Type-2 diabetes is one of the metabolic conditions that can cause major organ damage and possibly death in the long term. For you to lower your risk of getting this condition, you must find ways to improve your blood sugar level, reduce possible chronic inflammation, cholesterol and blood pressure.

In the medical literature, the herbs and spices from India seem to have the most positive effects on improving blood sugar levels. According to researchers, turmeric, cinnamon, fenugreek, and ginger are the spices that demonstrate the most health benefits.



A yellow-orange powder sold in most grocery stores, turmeric has been used in Ayurveda and traditional Chinese Medicine for thousands of years. It is known for its anti-inflammatory properties and its ability to detoxify the body. Among all spices, it also has the most attention from the field of science for its amazing reputation in fighting chronic inflammation-related diseases.

On its application to diabetes, turmeric reduces the overactivity of inflammatory enzymes called cytokines and improves the body’s disrupted insulin response pathways. This is one of the many spices packaged and sold as supplements. Curcumin capsules benefits can be easily determined by searching them online and reading reviews.



The use of cinnamon is said to lower the glucose levels of an individual with diabetes. There was a recent clinical study performed on the effects of cinnamon in sensitizing insulin and lowering blood sugar. The study demonstrated that cinnamon has the ability to lower LDL (bad cholesterol) and improve fasting blood sugar.

There were similar findings observed when 3 grams of water-based cinnamon extract was administered to diabetic patients in the course of four months. In this study, patients were instructed to not use insulin.


This is a plant commonly cultivated in Africa, Egypt, India and in many parts of the Middle East which has a long history of traditional medicinal use. According to the resource “Essential Oils in Food Preservation, Flavor and Safety”, fenugreek is famous for its antidiabetic, antitumorigenic, antioxidant, and antimicrobial activities.

Clinical research was conducted on fenugreek extract for diabetic patients. Results showed that fenugreek extract can increase insulin sensitivity and improve your fasting blood sugar.



This root has consistently demonstrated positive results for its ability to improve insulin sensitivity among animal research testing. In the study of Herbalism, ginger is famous for its anti-inflammatory, and anti-nausea benefits. It’s also famous for its effects of balancing the good and bad bacteria in your gut.

Recent scientific studies have also proven that ginger is not just limited to these benefits. It was stated that it reduces oxidation, improve cholesterol and sensitize insulin. Though there aren’t many studies on its effects on humans yet, preliminary research shows incredible results. Give it a little more time and we might see ginger being sold as a supplement.

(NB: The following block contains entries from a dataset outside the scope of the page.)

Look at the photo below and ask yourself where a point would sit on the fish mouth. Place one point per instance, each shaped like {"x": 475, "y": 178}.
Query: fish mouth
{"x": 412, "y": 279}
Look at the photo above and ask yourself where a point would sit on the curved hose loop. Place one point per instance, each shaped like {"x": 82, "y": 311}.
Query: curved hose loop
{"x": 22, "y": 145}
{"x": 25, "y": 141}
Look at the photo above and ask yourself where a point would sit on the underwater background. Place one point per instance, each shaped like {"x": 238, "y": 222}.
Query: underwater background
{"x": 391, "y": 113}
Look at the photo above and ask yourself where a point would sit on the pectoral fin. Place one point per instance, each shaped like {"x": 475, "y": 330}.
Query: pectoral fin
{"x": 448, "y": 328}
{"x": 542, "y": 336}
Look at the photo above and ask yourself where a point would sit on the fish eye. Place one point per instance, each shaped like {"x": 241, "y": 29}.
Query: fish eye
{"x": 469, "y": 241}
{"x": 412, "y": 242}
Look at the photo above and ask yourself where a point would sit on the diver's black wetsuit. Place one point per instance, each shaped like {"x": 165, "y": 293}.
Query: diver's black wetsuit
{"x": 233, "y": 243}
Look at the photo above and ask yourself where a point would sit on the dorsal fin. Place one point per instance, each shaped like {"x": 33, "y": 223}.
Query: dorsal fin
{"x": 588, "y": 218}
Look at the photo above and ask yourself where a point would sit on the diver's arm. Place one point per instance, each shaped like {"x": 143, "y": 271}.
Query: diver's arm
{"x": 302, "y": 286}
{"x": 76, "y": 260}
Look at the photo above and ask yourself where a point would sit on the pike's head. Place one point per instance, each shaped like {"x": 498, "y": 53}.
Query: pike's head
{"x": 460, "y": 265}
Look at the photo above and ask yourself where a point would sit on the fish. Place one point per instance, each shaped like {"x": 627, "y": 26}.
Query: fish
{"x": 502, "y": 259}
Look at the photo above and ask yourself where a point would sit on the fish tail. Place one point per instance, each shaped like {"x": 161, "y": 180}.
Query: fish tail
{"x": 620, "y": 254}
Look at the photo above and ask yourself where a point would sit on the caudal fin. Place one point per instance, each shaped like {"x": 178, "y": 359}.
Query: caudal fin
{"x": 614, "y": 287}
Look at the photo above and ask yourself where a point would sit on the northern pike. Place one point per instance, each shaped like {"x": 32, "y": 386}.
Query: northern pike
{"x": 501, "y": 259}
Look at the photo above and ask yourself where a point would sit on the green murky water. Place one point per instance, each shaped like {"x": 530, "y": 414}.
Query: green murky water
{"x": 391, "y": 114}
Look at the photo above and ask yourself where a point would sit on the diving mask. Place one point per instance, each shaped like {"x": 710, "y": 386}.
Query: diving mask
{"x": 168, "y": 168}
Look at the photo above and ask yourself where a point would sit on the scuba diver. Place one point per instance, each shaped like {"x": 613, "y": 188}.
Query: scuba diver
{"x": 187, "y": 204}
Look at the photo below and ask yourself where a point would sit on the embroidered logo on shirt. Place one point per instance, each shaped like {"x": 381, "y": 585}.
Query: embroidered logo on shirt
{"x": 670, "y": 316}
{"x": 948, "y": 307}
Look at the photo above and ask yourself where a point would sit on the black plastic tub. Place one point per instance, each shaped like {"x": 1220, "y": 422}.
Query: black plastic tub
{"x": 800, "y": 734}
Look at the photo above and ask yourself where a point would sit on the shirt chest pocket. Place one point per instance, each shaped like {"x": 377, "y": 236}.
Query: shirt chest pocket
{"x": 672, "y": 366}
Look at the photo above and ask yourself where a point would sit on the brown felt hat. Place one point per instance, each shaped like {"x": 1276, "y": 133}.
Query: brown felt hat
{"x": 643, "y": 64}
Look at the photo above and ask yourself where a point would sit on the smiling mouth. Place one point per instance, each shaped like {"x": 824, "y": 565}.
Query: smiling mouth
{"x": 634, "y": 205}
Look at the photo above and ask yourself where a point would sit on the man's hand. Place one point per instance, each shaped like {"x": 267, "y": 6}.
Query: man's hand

There is enough research that suggests such herbs and spices have indeed health benefits to diabetic individuals. While the flavors of these long-standing traditional ingredients may take some time to get used to, there are so many people who crave for them once in a while. If you prefer to cook at home, searching for recipes in cookbooks will tell you how to use these humble ingredients properly. You can also ask the employees of local ethnic stores where these spices are usually sold.